Market week: U.S. indexes close at record highs

10-29-2021
Market week: U.S. indexes close at record highs

S&P/TSX loses ground as BoC ends QE

 

The major U.S. market indexes posted record high closes on Friday, as U.S. Treasury bond yields took a breather from their steady climb and slipped a notch on Friday. The yield on the bellwether 10-year U.S. Treasury slipped to 1.56% from an earlier 1.63%, as markets priced in cooling economic demand and persistent inflation, along with a growing probability that the U.S. Federal Reserve Board will taper its quantitative easing program as early as next week, as a prelude to a rate hike in the first half of next year to counter a persistent inflationary trend that has turned out to be not so “transitory” after all.

The blue-chip S&P 500 Composite Index finished Friday at a record high close of 4,605.38, for a 1.3% gain on the week, and a respectable 5.5% advance for the month of October, against a backdrop of stronger than expected quarterly earnings results, with about 82% of companies reporting so far (about half the S&P 500) posting estimate-beating results.

The technology-weighted Nasdaq Composite Index defied lower-than-expected quarterly sales by Apple Inc. and weaker than forecast earnings from Amazon.com Inc. to post a weekly gain of 2.7%, propelling the index to at 4.4% advance for the month.

In Canada, the Bank of Canada abruptly announced the end of its quantitative easing program this past week, shifting its window for a potential rate hike to the second and third quarters of next year. The S&P/TSX Composite Index lost 0.8% on the week, with weakness in most sectors, but heavy losses in health care (-4.4%), consumer staples (-2.5%), consumer discretionary (-2.4%), and materials sectors (-2.4%). Crude oil paused somewhat in its relentless climb, slipping back 0.9% on the week, but still ahead 12.0% for the month for a year to date gain of 71.5%. Gold retreated 0.5% on the week, but still managed to eke out a 2.1% advance for the month.

Fund news

* iA Financial debuts four global segregated funds. iA Financial Group on Oct. 25 added four new global segregated funds to its lineup.

The iA Fixed Income Managed Portfolio. Led by Alexandre Morin of iA Investment Management, this all-in-one solution applies a multi-manager strategy that combines core and non-traditional bond mandates for additional return potential.

The iA Global Multisector Bond (Loomis Sayles). Managed by Matthew Eagan, Brian Kennedy, and Elaine Stokes, this fund applies a flexible multi-sector approach. It is offered by iA Financial Group exclusively as a segregated fund in Canada.

The iA Fidelity Global Innovators specialty equity fund. Managed by Mark Schmehl, award-winning portfolio manager several times over, this fund, managed in a thematic and high-growth style, targets companies that are particularly innovative in today's rapidly evolving context and provides high return potential.

The iA Fidelity Multi-Asset Innovation diversified fund. Under the direction of Mark Schmehl, Jeff Moore, and Michael Plage, this fund is the combination of two distinct strategies (60% Fidelity Global Innovators/40% Fidelity Multi-Sector Bond Currency Neutral) that are likely to generate solid returns adjusted to risk, regardless of the market cycle.

* Horizons expands into vaccines and infrastructure ETFs. Horizons ETFs Management on Oct. 27 launched two new ETFs, which began trading on Oct. 27:

Horizons Global Vaccines Infectious Diseases Index ETF (TSX: HVAX) tracks the Solactive Global Vaccines and Infectious Diseases Index of global, publicly listed companies developing and producing vaccines, therapeutics, and diagnostics. U.S. dollar portfolio exposure is hedged back to the Canadian dollar at all times.
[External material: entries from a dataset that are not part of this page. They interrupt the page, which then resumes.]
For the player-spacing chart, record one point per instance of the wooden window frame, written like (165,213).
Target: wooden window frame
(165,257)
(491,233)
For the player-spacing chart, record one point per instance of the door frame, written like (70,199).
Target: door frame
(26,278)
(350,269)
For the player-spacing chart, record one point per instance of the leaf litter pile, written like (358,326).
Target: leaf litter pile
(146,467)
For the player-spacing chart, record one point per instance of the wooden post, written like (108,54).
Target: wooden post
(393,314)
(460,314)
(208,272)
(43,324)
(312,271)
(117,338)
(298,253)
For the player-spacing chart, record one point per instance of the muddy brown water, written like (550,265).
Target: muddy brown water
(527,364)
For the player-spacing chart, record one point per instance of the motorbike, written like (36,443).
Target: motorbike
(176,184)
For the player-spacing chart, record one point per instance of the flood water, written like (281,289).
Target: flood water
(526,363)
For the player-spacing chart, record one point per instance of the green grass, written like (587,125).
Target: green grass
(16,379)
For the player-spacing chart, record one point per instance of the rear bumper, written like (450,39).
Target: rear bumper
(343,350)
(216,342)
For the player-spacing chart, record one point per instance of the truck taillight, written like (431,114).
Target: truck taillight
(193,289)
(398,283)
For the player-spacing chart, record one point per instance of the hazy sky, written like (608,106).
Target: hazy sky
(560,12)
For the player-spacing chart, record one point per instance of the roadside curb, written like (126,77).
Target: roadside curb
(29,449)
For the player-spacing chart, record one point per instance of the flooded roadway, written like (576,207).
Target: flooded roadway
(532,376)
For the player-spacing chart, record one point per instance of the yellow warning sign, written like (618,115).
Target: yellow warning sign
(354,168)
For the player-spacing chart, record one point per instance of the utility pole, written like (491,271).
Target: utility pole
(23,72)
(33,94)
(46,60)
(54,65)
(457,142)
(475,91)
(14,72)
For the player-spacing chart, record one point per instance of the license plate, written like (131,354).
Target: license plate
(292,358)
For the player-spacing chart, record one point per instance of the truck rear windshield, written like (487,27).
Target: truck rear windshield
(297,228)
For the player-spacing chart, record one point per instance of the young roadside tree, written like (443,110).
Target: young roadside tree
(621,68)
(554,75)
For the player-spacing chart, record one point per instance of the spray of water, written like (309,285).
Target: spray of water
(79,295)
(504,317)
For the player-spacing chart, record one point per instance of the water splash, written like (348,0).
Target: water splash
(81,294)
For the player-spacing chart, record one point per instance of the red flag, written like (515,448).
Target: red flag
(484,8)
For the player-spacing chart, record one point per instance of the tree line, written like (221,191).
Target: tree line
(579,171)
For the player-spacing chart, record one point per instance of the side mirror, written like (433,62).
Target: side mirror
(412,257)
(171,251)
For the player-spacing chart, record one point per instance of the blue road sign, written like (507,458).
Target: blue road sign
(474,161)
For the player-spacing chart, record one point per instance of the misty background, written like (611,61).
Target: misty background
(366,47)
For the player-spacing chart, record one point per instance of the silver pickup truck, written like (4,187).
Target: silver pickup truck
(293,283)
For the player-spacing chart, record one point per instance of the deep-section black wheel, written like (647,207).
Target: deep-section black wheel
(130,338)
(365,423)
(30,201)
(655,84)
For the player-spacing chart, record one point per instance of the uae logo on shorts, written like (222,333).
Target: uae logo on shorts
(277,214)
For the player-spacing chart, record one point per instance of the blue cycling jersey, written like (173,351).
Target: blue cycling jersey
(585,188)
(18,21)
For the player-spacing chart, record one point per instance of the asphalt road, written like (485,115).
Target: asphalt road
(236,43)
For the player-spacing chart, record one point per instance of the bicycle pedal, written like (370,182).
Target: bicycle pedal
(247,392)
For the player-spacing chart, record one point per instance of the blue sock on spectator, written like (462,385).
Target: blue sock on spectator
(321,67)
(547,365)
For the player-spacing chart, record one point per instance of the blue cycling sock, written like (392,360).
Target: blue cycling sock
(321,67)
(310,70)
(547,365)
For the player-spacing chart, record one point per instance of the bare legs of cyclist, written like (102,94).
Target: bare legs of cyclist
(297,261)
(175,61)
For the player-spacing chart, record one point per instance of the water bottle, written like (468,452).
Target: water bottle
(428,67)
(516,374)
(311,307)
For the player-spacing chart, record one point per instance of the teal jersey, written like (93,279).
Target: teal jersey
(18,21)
Horizons North American Infrastructure Development Index ETF (TSX: BLDR) tracks the Solactive North American Infrastructure Development Index of North American companies in the building materials and equipment, logistics, construction, and engineering services used for the development and maintenance of infrastructure projects. U.S. dollar portfolio exposure is hedged back to the Canadian dollar at all times.